I. 4721 Sayılı Türk Medeni Kanunu hükümlerine göre oluşan aykırılık sebepleri

Davanın katılma alacağı (TMK m. 231) olarak belirlenerek ispat kural ve ölçülerinin de bu dava türüne göre istenmesi her şeyden önce 4721 Sayılı Türk Medeni Kanunu hükümlerine aykırıdır.

A-) Eşlerden birinin diğerine ait bir malın edinilmesine hiç ya da uygun bir karşılık almaksızın katkıda bulunması sebebiyle açılan alacak davası 4721 Sayılı Türk Medeni Kanunu ve öğretide değer artış payı alacağı (TMK m. 227) olarak adlandırılmaktadır.

Yargıtay 8. Hukuk Dairesi ile Yüce HGK'nun "temizlik ve ev işleri yaparak" gerçekleştirilen katkının vakıa olarak gösterilmek suretiyle istenilen alacağa dair davada alacak hesabının nasıl yapılacağını aşağıdaki sözcüklerle şöyle açıklamaktadır:

"Nizalı taşınmazın edinilmiş mal olduğunun belirlenmesi halinde davalının edinilmiş malının (TMK m. 219) değerinden varsa bu mala dair borçlar çıkarıldıktan sonra kalan artık değerin (TMK m. 231) yarısı (TMK m. 236/1) katılma alacağı olarak hesaplanarak hüküm kurulur."

Hesaplama şeklinin aynen bu şekilde yazıldığı direnme konusu karara dair Yargıtay 8. Hukuk Dairesinin 27.10.2011 gün ve 2011/4185 Esas-5449 Karar sayılı bozma ilamının 2. sayfası 1. paragrafının incelenmesiyle görülecektir.

Yargıtay 8. Hukuk Dairesinin bozma ilamında yer alan ve Yüce HGK tarafından benimsenen bu hesaplama usul ve şekline göre işbu davada nizalı taşınmazın edinilmiş mal olduğunun belirlenememesi halinde diğer bir deyişle nizalı taşınmazın kişisel mal olduğunun belirlenmesi halinde davacının "temizlik ve ev işleri yaparak" temin ettiği gelirle taşınmazın "alımına yarı oranında katkıda" bulunduğu gerçekleşse bile (katılma alacağı kişisel mallardan istenemeyeceğine göre) davası reddedilecek demektir.

Düşünebiliyor musunuz? "temizlik ve ev işleri yaparak" temin ettiğiniz gelirle eşinizin kişisel malının "alımına yarı oranında katkıda" bulunduğunuz açık seçik belli olsa bile bu katkıya dayalı alacak isteğiniz sırf Yargıtay 8. Hukuk Dairesi ile Yüce HGK tarafından katılma alacağı olarak adlandırıldı diye reddedilecektir.

Demek ki Yargıtay 8. Hukuk Dairesi ile Yüce HGK'nun bu düşüncesi yerleşik uygulamaya dönüşürse bundan sonra eşlerden birinin eşinin kişisel malının alımına "temizlik ve ev işleri yaparak" gerçekleştireceği katkıyı alması asla mümkün gözükmemektedir.

tekrar ediyorum;

Davanızın dayanağı vakıaları ispat ettiğinizde yani "temizlik ve ev işleri yaparak" temin ettiğiniz gelirle eşinizin kişisel malının "alımına yarı oranında katkıda" bulunduğunuzu ispat etmiş olsanız bile davanız reddedilecektir.
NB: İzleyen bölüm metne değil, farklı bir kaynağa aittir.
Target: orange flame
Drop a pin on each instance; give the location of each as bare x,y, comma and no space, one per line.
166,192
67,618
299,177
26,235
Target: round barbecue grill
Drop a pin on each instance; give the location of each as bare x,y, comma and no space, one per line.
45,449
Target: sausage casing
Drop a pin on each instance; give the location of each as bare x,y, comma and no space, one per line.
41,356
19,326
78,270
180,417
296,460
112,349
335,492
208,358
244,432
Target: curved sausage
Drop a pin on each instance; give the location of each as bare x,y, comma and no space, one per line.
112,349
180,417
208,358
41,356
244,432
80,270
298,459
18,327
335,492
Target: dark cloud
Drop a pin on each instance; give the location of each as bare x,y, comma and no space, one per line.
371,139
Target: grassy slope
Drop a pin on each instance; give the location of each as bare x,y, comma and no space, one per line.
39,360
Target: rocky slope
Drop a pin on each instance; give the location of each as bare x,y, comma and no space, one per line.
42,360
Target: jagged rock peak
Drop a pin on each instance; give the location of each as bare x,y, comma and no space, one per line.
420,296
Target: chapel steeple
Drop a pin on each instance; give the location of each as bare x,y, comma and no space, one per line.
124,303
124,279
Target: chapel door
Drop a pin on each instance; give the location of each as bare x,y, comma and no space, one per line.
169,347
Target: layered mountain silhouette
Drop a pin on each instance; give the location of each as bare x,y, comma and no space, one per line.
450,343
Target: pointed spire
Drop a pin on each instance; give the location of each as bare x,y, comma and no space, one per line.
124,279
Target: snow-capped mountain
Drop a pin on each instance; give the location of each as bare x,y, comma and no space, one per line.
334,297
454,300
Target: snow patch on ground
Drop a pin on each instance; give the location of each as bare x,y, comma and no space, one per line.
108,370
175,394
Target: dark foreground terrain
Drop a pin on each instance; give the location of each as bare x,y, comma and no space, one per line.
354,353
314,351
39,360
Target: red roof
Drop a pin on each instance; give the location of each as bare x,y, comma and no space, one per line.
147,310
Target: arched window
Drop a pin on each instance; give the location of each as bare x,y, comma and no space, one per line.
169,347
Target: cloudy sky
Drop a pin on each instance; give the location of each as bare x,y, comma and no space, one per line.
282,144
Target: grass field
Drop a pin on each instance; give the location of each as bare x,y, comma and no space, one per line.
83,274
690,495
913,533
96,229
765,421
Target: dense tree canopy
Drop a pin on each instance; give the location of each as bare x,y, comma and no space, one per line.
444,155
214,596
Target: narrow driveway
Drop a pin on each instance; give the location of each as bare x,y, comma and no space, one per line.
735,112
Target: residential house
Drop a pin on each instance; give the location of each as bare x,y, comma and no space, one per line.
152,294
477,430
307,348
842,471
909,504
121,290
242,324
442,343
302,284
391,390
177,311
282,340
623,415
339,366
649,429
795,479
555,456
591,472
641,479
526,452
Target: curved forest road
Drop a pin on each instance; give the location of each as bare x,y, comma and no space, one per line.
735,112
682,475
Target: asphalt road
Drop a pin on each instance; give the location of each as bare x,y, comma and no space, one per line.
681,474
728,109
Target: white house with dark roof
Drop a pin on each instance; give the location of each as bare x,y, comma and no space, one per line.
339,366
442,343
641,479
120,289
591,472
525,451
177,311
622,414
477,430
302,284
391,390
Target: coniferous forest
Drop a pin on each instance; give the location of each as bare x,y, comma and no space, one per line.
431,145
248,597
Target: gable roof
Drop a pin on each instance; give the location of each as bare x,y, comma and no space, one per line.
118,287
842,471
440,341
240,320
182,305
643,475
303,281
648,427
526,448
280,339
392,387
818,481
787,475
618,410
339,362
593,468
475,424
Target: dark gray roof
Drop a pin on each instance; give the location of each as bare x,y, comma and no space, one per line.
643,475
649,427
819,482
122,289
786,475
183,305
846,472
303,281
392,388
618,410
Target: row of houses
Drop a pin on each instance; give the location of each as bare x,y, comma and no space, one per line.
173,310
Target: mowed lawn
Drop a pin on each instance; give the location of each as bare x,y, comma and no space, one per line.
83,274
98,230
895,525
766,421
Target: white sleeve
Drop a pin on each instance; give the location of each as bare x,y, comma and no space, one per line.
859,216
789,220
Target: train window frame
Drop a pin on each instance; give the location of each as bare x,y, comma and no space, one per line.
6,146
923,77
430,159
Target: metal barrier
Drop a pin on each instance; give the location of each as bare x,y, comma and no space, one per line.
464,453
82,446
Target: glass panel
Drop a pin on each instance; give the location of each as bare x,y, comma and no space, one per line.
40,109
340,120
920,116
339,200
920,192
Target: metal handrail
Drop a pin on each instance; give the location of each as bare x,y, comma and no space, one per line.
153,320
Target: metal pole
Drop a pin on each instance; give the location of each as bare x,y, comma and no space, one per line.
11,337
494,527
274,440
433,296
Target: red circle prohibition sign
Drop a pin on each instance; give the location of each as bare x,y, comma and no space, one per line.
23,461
Zira bozma kararında sadece ve sadece nizalı taşınmazın edinilmiş mal olduğunun belirlenmesi halinde size birşeyler verilebileceği açık seçik yazılmış olduğundan nizalı taşınmazın kişisel mal olduğunun belirlenmesi halinde ise size birşey verilemeyeceği şeklinde 4721 Sayılı Türk Medeni Kanununun bile düzenlemediği/öngörmediği bir sonuca ulaşan bu anlayışa tüm itirazlarımıza rağmen Yüce HGK da katılmıştır.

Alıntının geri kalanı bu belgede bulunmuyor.